Consequently, the reorganization here is governed by § 24-50-104(4)(d)(II), and defendants should have fulfilled the statutory requirements of that section. The statute requires gubernatorial approval, and thus, defendants' noncompliance with the statute was contrary to law.

The trial court, however, found that the September 1, 1993, effective date was not an abuse of discretion because the Director acted pursuant to the portion of the statute which authorizes changes to be made outside of the July 1 date in "urgent situations." Even if we were to be persuaded that this was an "urgent situation," nevertheless, because defendants did not comply with the statutory requisites even under this exception, we cannot agree with the trial court's conclusion.

While the "urgent situation" exception allows changes to become effective on the first day of the month following gubernatorial approval, rather than on the ensuing July 1, this portion of the statute also requires gubernatorial approval.
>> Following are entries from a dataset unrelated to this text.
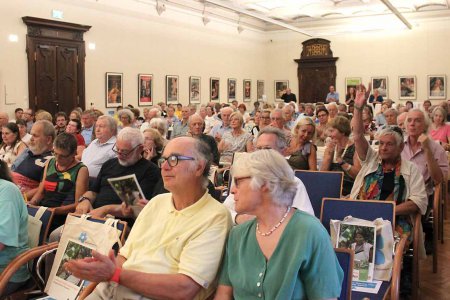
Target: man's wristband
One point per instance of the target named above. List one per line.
(360, 108)
(82, 198)
(116, 276)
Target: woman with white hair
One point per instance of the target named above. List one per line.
(283, 253)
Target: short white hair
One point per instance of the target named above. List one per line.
(131, 135)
Because defendants did not receive such approval, the exception cannot apply, and the director's establishment of a September 1, 1993, effective date was contrary to law. Thus, the trial court erred in affirming the director's August 11, 1994, order.
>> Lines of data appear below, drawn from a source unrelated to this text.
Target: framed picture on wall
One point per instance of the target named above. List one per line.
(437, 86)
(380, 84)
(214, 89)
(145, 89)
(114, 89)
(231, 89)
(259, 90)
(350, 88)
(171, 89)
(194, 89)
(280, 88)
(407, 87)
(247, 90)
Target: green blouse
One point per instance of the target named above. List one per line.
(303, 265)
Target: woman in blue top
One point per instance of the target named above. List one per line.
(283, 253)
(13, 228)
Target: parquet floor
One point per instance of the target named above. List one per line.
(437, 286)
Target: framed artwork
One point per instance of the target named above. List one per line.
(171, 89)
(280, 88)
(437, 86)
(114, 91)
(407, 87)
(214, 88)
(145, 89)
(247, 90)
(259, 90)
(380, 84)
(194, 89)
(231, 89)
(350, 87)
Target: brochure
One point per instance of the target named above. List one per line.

Because we conclude that defendants erred by not complying with the statutory requirements of § 24-50-104(4)(d)(II), we do not address plaintiffs' contention that the study cannot apply retroactively.

II.

Further, in view of our disposition, we do not address plaintiffs' contentions: (1) that the 1994 Job Evaluation Study and the subsequent decision of the Director cannot be supported by the Director's 1993 studies of the subject classes; (2) that the supplemental salary surveys were improper because there was no evidence of a "serious lack of competition for jobs which are either scarce or in abundance"; and (3) that the 1994 supplemental salary survey does not demonstrate consistent, careful, professional analysis.

III.

Finally, asserting that the underlying personnel action was instituted for reasons within the scope of § 24-50-125.5, C.R.S. (1988 Repl. Vol. 10B), plaintiffs contend that they are entitled to their attorney fees and costs. We disagree.
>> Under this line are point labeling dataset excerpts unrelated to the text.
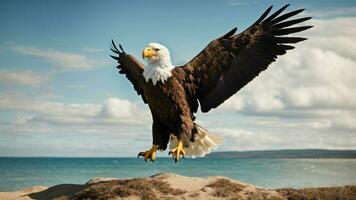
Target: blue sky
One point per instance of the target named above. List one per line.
(60, 93)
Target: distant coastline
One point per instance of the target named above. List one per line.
(286, 154)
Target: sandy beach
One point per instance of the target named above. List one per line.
(172, 186)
Section § 24-50-125.5 authorizes an award of attorney fees if there is a finding that the personnel action "was instituted frivolously, in bad faith, maliciously, as a means of harassment or [was] otherwise groundless." Here, however, plaintiffs did not present their claim for attorney fees to the personnel board, and the hearing officer was not given an opportunity to make a finding. Thus, plaintiffs have not complied with the express terms of § 24-50-125.5(1), C.R.S. (1988 Repl. Vol.).

Accordingly, there is no basis for an award to plaintiffs of their attorney fees. See Lanes v. O'Brien, 746 P.2d 1366 (Colo.App. 1987).

The judgment is reversed and the cause is remanded with directions to enter judgment granting plaintiffs' requested relief other than attorney fees.

JUDGE METZGER and JUDGE CRISWELL concur.